By Jamie Rieger
Carson Cooper has picked up a bit of an accent over the past few years studying and playing hockey for Yale University.
Cooper stopped by the Commentator office recently to talk about his university and hockey life and Yale and what direction he is taking now that he has graduated.
Cooper said he had a fairly smooth transition when he first arrived at the prestigious school.
“Yale is pretty small, with only about 5,000 undergraduates, so that helped. And, there were seven other freshmen, so I automatically had seven friends,” said Cooper. “Also, the senior goalie was from Lethbridge and there were two players from Calgary who showed me the ropes.”
Cooper also said that Yale Hockey takes proper care of their players, giving guidance and advice.
His freshman year was a successful one, academically and on the ice where he and the Yale Bulldogs captured the national championship title.
“Winning the national championship the first year was really cool. We had stumbled through the league tournament and nearly missed entry, but we made it. I told mom and dad we would be playing Minnesota, but thought that would be as far as we would go,” said Cooper. “We beat them in overtime, then went on to beat North Dakota.”
His parents then flew to Pittsburgh where the bulldogs beat the University of Massachusetts-Lowell.
That night, Cooper got a phone call from Troy Loney, who called to give Cooper words of encouragement.
“The next night, we won our game,” said Cooper.
The following year after winning the national championship, the Bulldogs were invited to throw out the first pitch at Fenway Park, but the event was canceled because of the Boston Marathon bombing which happened just a few days prior.
“We were supposed to throw out the first pitch at a Red Sox game the year after our nation championship freshman year. It was supposed to happen the week after Boston bombings and it never happened. It was sad, sad we couldn’t go, but sadder with what happened,” said Cooper, adding that he did get to sit in the box behind home plate for a Yankees home game.

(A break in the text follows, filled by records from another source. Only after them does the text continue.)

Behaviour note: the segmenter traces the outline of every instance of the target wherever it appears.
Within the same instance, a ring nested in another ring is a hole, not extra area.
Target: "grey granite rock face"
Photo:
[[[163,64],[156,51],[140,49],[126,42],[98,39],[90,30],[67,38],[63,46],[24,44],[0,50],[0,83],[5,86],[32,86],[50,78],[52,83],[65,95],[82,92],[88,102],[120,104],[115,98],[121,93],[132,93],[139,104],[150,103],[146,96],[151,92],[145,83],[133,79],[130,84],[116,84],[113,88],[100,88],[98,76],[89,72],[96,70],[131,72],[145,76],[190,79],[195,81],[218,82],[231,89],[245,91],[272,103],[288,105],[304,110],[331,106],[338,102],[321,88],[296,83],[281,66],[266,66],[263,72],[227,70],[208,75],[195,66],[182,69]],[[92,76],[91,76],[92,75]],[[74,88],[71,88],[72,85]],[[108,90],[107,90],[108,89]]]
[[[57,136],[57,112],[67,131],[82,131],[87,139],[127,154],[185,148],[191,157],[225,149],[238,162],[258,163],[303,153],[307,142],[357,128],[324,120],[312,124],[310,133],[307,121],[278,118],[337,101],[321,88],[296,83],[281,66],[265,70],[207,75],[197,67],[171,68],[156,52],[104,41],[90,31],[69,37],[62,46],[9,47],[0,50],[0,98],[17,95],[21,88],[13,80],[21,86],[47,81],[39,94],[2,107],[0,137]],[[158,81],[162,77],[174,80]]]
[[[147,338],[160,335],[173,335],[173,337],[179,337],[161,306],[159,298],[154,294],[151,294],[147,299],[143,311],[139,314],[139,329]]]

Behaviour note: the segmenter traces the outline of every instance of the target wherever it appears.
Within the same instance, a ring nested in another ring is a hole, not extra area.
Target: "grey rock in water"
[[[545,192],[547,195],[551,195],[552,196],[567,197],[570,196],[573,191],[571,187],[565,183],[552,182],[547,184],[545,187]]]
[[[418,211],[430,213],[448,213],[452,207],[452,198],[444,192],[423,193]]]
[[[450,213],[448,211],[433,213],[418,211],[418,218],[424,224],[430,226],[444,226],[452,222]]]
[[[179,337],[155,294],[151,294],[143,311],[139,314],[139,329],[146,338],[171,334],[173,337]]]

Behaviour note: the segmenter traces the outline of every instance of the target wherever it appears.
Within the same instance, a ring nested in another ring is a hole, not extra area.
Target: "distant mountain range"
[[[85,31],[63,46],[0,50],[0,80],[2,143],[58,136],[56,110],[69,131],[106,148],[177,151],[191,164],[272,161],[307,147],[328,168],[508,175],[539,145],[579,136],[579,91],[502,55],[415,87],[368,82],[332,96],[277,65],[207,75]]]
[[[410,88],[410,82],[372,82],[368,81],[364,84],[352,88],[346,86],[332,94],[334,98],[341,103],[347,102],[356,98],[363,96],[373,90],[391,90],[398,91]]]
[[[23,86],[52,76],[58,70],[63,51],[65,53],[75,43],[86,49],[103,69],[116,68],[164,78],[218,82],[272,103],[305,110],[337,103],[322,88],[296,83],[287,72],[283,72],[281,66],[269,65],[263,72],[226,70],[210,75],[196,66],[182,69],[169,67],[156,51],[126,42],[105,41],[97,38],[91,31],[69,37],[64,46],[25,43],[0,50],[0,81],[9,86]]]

The Political Science major said that the team did not have as successful of a season during his sophomore year, but academically, he was having a great year. He stayed down east that summer, in Stamford, about 40 minutes outside of New York City.
Daryl Jones and Keith McCullough of Yale Hockey Alum arranged for some employment for Cooper in New York and he jumped at the opportunity.
“They had finance research company, so I got my work visa and worked for them for the summer,” he said. “I was working as an investment banking analyst and thrown in financial world. I learned a lot, but was working 70-80 hours a week.”
Cooper got a job offer back for after graduation, which he said took a lot of pressure off senior year.
The Bulldogs did not have a winning season Cooper’s senior year.
“We lost to U Mass Lowell in OT two years in a row, that was tough, hard having college hockey end on that note, he said.
Upon graduation, Cooper has come home to Bow Island this summer for some much-needed rest and relaxation, as well as getting caught up with his family and friends, before jetting off to Europe to play for hockey in France.
“At the beginning of our senior year, me and a buddy thought that if we could get European contracts, we should go there. Instead of grinding with teams in North America, we should go there. They found an agent who found a couple teams for us,” said Cooper.
In April, Yale announce that Cooper and Bulldog teammate, Mitch Witek had signed one-year deals with Club des sports sur Glace in Strasbourg, a team in the French First League.
Cooper begins practice with his new team on Aug. 15.
“I feel like I have all my ducks in a line now; so as long as I don’t wander, I will be fine,” he said.